Éditorial : Réut ?

Si vous voulez vous faire des amis à la fois chez les agriculteurs et chez les gestionnaires de l’eau, vous n’avez qu’à prononcer un petit mot, un simple sigle : Réut. La réutilisation des eaux usées traitées est un des rares sujets qui fasse l’unanimité dans ces deux secteurs d’activité, alors que toutes les autres questions portant sur l’eau sont plutôt sources de tension entre eux ces temps-ci. C’est aussi un sujet à la mode, depuis qu’un règlement européen lui a fixé un cadre commun et impératif pour tous les États membres. La France a d’abord emboîté le pas avec une certaine prudence, mais elle s’y est convertie à l’occasion du Varenne agricole de l’eau et de l’adaptation au changement climatique.

Au-delà des discours et des projets, il demeure une incertitude, cruciale pour le succès de la Réut auprès des agriculteurs : de quel œil le consommateur français verra-t-il sa laitue s’il apprend qu’elle a été copieusement arrosée avec des eaux usées, même traitées ? Eh bien, d’un très bon œil, si l’on en croit le dernier baromètre annuel réalisé par Kantar pour le Centre d’information sur l’eau. Cette édition a été largement influencée par la sécheresse et la canicule que nous avons vécues l’an dernier. Ainsi, 83 % des sondés pensent que le changement climatique pourrait avoir un impact sur le manque d’eau ou la sécheresse. Et 33 % d’entre eux pensent qu’ils manqueront d’eau dans leur région d’ici à vingt ans, contre 24 % l’année précédente.

Depuis 2019, le baromètre se penche aussi sur l’opinion des Français à l’égard de la Réut. Toutefois, il aborde ce sujet en le mettant à la portée des gens ordinaires, et non dans une optique professionnelle. La question posée est en effet : « Accepteriez-vous d’utiliser une eau du robinet issue du recyclage des eaux usées ? » Pour les usages domestique, comme l’hygiène, les sanitaires ou le nettoyage, l’acceptation est massive : 87 % entre 2019 et 2021, 86 % en 2022. Pour consommer des légumes arrosés avec des eaux usées dépolluées, les réponses sont un peu plus hésitantes, variant de 78 % à 81 % de oui selon les années, mais on voit qu’elles restent très largement positives.

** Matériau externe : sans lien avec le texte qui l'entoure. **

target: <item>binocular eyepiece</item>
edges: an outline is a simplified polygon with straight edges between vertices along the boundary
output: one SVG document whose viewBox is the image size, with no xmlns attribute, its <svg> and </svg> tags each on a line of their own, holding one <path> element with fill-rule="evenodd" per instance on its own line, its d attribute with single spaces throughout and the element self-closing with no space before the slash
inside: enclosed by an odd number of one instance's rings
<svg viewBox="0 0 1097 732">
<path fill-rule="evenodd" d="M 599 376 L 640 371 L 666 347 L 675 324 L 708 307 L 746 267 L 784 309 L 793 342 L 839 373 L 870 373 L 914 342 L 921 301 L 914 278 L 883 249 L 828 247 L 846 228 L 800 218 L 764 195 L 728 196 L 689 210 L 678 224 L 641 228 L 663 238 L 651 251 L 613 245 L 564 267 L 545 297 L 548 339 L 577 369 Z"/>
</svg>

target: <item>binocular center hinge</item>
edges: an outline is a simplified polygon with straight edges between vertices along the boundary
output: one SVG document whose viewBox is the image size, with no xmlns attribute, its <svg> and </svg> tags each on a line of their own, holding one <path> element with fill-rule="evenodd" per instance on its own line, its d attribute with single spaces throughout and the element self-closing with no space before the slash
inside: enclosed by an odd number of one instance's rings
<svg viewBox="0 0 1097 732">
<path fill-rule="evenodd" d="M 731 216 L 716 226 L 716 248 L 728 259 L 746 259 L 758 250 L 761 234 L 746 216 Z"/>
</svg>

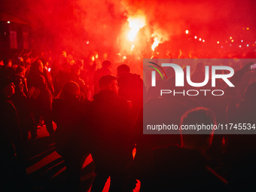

Alors, tout baigne ? Pas tout à fait : il est très probable que la question posée et la question comprise ne sont pas la même. Depuis le lancement du baromètre, la moitié des sondés assurent en effet chaque année que leurs eaux usées sont retransformées en eau potable. Et cette réponse erronée est en progression : 53 % en 2021 et 56 % en 2022. Plus grave, 13 % des sondés (contre 7 % en 2021) sont persuadés que leurs eaux usées sont rejetées telles quelles dans les milieux aquatiques. Il n’y a donc plus que 31 % de Français qui répondent qu’elles sont traitées dans des usines de dépollution avant d’être rejetées dans les milieux naturels. Pour une large majorité des gens, la Réut ne serait donc qu’une nouvelle dénomination d’une pratique ancienne.

Ce score catastrophique est dû en partie au vocabulaire utilisé par les gestionnaires de l’eau. Quand on parle de petit cycle de l’eau pour désigner les opérations allant du captage des eaux brutes au rejet des eaux usées dépolluées, on commet une imprécision, puisqu’il ne s’agit pas d’un processus fermé, d’un cycle à proprement parler. Et quand on parle de station d’épuration, on donne à penser que l’eau qui en sort est pure. Ces deux expressions devraient être définitivement bannies du langage. Et si demain les usagers rechignent à payer la part assainissement de leur facture d’eau, il faudra en chercher la raison dans cette méconnaissance persistante du rôle de la dépollution des eaux usées.